返回一个ICEFRAnalysisResult对象,包含以下属性:

interface ICEFRAnalysisResult {
  totalWords: number;                    // 文本总单词数
  levelCounts: Record<CEFRLevel, number>; // 各CEFR级别单词数量
  levelPercentages: Record<CEFRLevel, number>; // 各CEFR级别单词占比
  unknownWords: number;                  // 未识别的单词数量
  unknownWordsList: string[];            // 未识别的单词列表
  wordsAtLevel: Record<CEFRLevel, IWordWithPos[]>; // 各CEFR级别的单词列表(包含词性)
}

interface IWordWithPos {
  word: string;       // 单词原形
  lemma: string;     // 单词词元(基本形式)
  pos: PartOfSpeech; // 词性(如 'noun', 'verb', 'adjective' 等)
}

cefrAnalyzer.getWordsAtLevel(text, level, options?)
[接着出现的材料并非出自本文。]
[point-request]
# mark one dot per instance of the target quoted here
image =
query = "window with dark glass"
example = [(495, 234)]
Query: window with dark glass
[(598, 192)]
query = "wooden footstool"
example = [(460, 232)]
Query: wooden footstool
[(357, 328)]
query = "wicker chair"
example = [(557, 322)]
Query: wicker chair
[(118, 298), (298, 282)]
获取文本中指定CEFR级别的单词列表(包含词性信息)。

const a1Words = cefrAnalyzer.getWordsAtLevel('Your text here', 'a1');
// 返回: [{ word: 'the', pos: 'DET', lemma: 'the' }, { word: 'is', pos: 'AUX', lemma: 'be' }, ...]

参数:

  • text (string): 要分析的文本
  • level (CEFRLevel): CEFR级别 ('a1'|'a2'|'b1'|'b2'|'c1'|'c2')
  • options (object, 可选):
    • caseSensitive (boolean): 是否区分大小写,默认为false
    • analyzeByPartOfSpeech (boolean): 是否按词性分析,默认为false

返回值:

返回一个IWordWithPos[]数组,每个元素包含单词、词元和词性。

formatAnalysisResult(result)

将分析结果格式化为可读文本。

const formattedResult = formatAnalysisResult(result);
console.log(formattedResult);
// 输出:
// ## CEFR 词汇分析结果
//
// 总单词数: 12
// 已识别单词: 10 (83.33%)
// 未识别单词: 2 (16.67%)
//
// ### 各CEFR级别单词分布
//
// | 级别 | 单词数 | 百分比 |
// |------|--------|--------|
// | A1 | 6 | 50.00% |
// | A2 | 2 | 16.67% |
// ...

calculateComplexityScore(result)

计算文本的CEFR复杂度得分(1-6,对应A1-C2),并返回包含得分、级别和可选说明的结果对象。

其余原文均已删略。